As far as dreams are concerned, Tony would love to get back in the water and scuba dive, as well as work out in the yard; both completely achievable. However, his main focus at present is spending more time on the mat, teaching martial arts from his chair; something he describes as more of a way of life than anything else.

“When a person has a strong sense of confidence there’s nothing that they can’t achieve.”

As far as advice he would give to others in a similar position, Tony states that after going through a life changing injury such as this, it is easy to fall into a shell; but that you must resist this temptation, seek out help and don’t try to take everything on alone. Despite doctors telling him that things got easier after the first year, Tony found that things got tougher; as the first year was so taken up with hospitals and recovery that he didn’t have time to really sit and process the full extent of what had happened and the long, hard journey that lay ahead.

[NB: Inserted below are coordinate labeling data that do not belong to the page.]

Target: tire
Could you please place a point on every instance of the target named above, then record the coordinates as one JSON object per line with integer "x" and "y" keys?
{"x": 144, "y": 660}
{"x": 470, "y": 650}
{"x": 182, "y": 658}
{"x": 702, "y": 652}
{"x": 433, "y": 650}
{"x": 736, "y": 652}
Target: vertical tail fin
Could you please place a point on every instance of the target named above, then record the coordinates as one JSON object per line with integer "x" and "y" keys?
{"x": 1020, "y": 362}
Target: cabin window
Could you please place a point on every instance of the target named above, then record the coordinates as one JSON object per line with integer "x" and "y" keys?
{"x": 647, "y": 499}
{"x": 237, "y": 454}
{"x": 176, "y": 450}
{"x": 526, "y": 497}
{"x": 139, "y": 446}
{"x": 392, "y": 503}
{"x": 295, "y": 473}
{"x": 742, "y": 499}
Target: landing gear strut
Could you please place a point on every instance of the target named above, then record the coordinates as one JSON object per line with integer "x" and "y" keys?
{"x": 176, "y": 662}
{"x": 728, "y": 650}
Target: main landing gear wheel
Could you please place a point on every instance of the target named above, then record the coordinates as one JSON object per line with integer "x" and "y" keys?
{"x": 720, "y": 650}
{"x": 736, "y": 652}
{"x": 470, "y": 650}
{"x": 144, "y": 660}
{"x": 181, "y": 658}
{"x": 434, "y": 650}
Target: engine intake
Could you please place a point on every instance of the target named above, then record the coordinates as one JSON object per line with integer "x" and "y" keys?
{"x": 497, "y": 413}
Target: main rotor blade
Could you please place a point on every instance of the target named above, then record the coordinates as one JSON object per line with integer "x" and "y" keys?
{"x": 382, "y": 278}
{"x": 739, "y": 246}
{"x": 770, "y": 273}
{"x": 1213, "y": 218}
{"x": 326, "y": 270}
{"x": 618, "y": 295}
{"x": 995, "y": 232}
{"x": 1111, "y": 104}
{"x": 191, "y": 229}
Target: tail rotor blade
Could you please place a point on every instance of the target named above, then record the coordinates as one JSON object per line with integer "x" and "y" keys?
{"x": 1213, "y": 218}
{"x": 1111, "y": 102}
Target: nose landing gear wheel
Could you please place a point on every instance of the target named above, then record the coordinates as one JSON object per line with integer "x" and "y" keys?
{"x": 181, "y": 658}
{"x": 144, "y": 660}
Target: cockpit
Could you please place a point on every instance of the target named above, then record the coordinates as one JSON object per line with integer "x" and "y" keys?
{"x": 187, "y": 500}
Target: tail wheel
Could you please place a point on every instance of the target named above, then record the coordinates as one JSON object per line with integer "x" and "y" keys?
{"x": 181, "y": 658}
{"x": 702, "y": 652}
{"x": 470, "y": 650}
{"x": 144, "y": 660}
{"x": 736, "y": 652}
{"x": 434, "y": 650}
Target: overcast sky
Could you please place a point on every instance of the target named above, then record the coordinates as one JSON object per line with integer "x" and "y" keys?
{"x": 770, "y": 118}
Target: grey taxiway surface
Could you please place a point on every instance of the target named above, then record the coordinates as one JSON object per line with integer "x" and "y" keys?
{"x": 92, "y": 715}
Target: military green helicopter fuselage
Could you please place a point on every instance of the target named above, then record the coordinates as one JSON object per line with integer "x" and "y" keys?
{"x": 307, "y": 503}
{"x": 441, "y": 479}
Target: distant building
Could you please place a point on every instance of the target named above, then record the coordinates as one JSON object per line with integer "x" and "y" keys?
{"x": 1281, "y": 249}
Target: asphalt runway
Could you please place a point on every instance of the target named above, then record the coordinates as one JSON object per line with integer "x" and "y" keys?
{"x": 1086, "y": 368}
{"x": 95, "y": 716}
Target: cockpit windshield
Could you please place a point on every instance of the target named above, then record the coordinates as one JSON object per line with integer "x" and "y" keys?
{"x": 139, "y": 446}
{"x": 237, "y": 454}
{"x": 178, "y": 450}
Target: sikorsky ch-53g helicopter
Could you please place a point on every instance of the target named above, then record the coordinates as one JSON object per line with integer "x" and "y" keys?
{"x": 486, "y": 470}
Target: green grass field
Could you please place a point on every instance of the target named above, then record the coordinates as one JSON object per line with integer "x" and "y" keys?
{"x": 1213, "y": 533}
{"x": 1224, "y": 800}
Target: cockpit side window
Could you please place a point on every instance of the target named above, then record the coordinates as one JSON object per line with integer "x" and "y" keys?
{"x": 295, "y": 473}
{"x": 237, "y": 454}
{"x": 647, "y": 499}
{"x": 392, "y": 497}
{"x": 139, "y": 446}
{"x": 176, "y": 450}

Tony knew he had two options: Either allow himself to sink into self-pity or get up and fight.

 

Tony’s martial arts background meant that he was used to having mentors, and so he took a similar approach with his spinal injury, seeking out people both locally as well as on social media and SCI forums. Meeting with and speaking to a wide variety of people who were either personally affected by spinal cord injury or professionally involved with it provided a huge boost to Tony, letting him know he was not alone in this and giving him advice, ideas, goals and a positive outlook for the future.

To me, Tony exemplifies the never give up, can do attitude. To come so far, both mentally and physically, in such a short time and after such a serious injury is a true credit to the human spirit. With his drive, determination and positivity, I have absolutely no doubt that Tony will not only get stronger and more able, but will continue to craft out a successful, fulfilling life for himself, and we here at Active Hands are proud to have been able to play a small part in this.

 

In the meantime, I’ll leave you with the five motivational sentences that Tony created and pinned to his wall, where he can see them every morning when he wakes up:

 

  1. I will begin every day with a positive thought.
  2. I will attack each day with tenacity.
  3. I will overcome all obstacles that lay before me.
  4. I am always moving forwards; mind, body and spirit.
  5. I will end each day reviewing my successes no matter how small.